Why is it important to do exercises as part of your recovery from injury?

Last year I found myself in the position of having to do the exercises that I regularly give to my patients, as I injured my calf while out running. I found out that, yes, exercises are repetitive and boring! And of course as a result I didn’t want to do them, but I also understood objectively that doing the exercises would help me to recover more quickly, and so it was. A dose of your own medicine is no bad thing as it has made me more empathetic towards my patients who have to do these exercises repetitively day after day!

So the obvious question is, why should you have to do these exercises at all? Won’t things just get better with rest?

The answer is, yes they will, but the injured muscle or tendon will heal in a weakened state with reduced capacity, meaning it is more likely to get injured again in the future. And we k now from the evidence that one of the most common causes of running injury is if there has been a history of the same injury in the past. So building strength in that injured tissue is likely to significantly reduce your risk of the same injury recurring in the future.

Apart from the above, there are some other good reasons to do strength exercises after injury.

Pain relief. This may seem surprising as you would think that applying load to an injury would make it more painful. But the evidence suggests that applying load in a controlled and progressive manner can actually relieve pain over time, as the tissue increases its load capacity and is therefore less vulnerable to stress which increases pain.

Reduced tightness. Injured and weakened muscles can often feel unpleasantly tight.
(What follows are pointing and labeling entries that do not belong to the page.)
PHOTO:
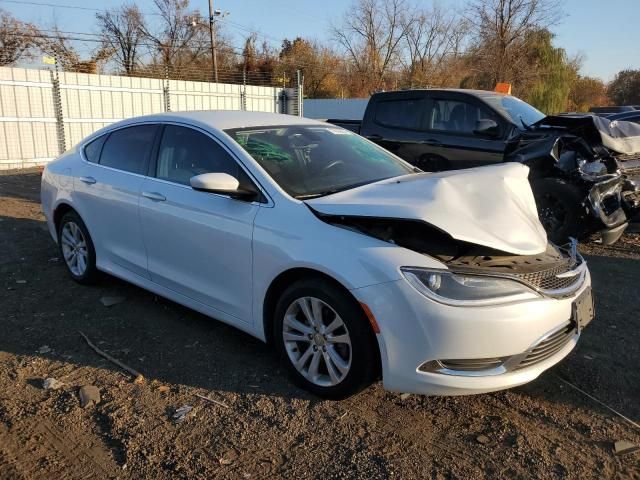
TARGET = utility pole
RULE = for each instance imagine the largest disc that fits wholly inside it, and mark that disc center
(212, 35)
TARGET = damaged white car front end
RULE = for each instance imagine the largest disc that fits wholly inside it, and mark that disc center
(501, 306)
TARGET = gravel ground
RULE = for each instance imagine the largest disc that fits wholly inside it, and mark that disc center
(260, 425)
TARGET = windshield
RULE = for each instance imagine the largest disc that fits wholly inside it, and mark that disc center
(310, 161)
(521, 113)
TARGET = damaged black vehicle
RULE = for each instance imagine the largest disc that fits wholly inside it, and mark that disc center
(582, 174)
(582, 167)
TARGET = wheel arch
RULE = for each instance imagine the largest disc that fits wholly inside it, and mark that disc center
(61, 209)
(288, 277)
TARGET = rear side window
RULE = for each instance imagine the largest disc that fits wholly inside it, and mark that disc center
(402, 113)
(458, 116)
(128, 149)
(185, 153)
(93, 149)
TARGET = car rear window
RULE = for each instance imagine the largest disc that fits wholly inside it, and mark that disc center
(128, 148)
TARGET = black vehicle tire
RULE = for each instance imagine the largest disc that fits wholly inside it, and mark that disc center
(560, 208)
(72, 229)
(335, 305)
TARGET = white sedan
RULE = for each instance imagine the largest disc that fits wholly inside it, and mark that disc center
(351, 262)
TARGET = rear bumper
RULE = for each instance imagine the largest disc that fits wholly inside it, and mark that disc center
(415, 331)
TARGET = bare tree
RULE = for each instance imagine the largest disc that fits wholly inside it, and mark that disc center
(501, 28)
(181, 36)
(434, 39)
(371, 34)
(18, 40)
(122, 33)
(59, 46)
(319, 65)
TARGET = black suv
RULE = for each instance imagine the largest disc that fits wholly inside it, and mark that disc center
(575, 178)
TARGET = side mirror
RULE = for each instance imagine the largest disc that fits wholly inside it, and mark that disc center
(487, 128)
(221, 183)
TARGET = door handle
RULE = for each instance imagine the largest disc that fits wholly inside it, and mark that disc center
(88, 180)
(156, 197)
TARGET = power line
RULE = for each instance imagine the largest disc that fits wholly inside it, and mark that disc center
(60, 5)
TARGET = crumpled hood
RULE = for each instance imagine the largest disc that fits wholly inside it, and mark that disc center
(492, 206)
(618, 135)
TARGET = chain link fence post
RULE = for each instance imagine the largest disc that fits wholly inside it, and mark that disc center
(57, 108)
(243, 92)
(165, 90)
(300, 93)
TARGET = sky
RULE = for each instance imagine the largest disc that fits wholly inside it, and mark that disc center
(604, 33)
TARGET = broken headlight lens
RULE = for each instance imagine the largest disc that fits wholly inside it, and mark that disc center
(466, 290)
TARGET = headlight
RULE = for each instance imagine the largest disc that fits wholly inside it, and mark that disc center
(466, 290)
(592, 170)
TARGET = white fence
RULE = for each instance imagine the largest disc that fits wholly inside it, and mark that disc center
(41, 114)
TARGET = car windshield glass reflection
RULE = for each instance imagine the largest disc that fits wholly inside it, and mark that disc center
(312, 161)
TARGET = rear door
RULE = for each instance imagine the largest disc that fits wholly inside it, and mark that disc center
(451, 133)
(199, 244)
(107, 190)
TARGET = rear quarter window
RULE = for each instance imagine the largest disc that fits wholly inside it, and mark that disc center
(92, 150)
(128, 149)
(404, 113)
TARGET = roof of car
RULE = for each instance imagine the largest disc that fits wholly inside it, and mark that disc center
(227, 119)
(477, 93)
Stretching can help in the short term, but by strengthening you increase the functional length of the muscle, making it less likely to tighten up after exercise.

Endurance. With a stronger muscle you can go longer without fatigue setting in, so a good time to plan that long hike or marathon bid.


At the end of the day, rehabilitation exercises can be repetitive and a bit dull, but sticking with it and forming good habits can help you to achieve your fitness goals more consistently in the long term.

As part of your recovery plan following an injury, I always prescribe a simple progressive exercise plan to build strength control and flexibility in the injured area. This always comes with an accompanying exercise sheet and instructional videos which you can download on to your smartphone, helping you to do the exercises consistently and well to get the best outcomes.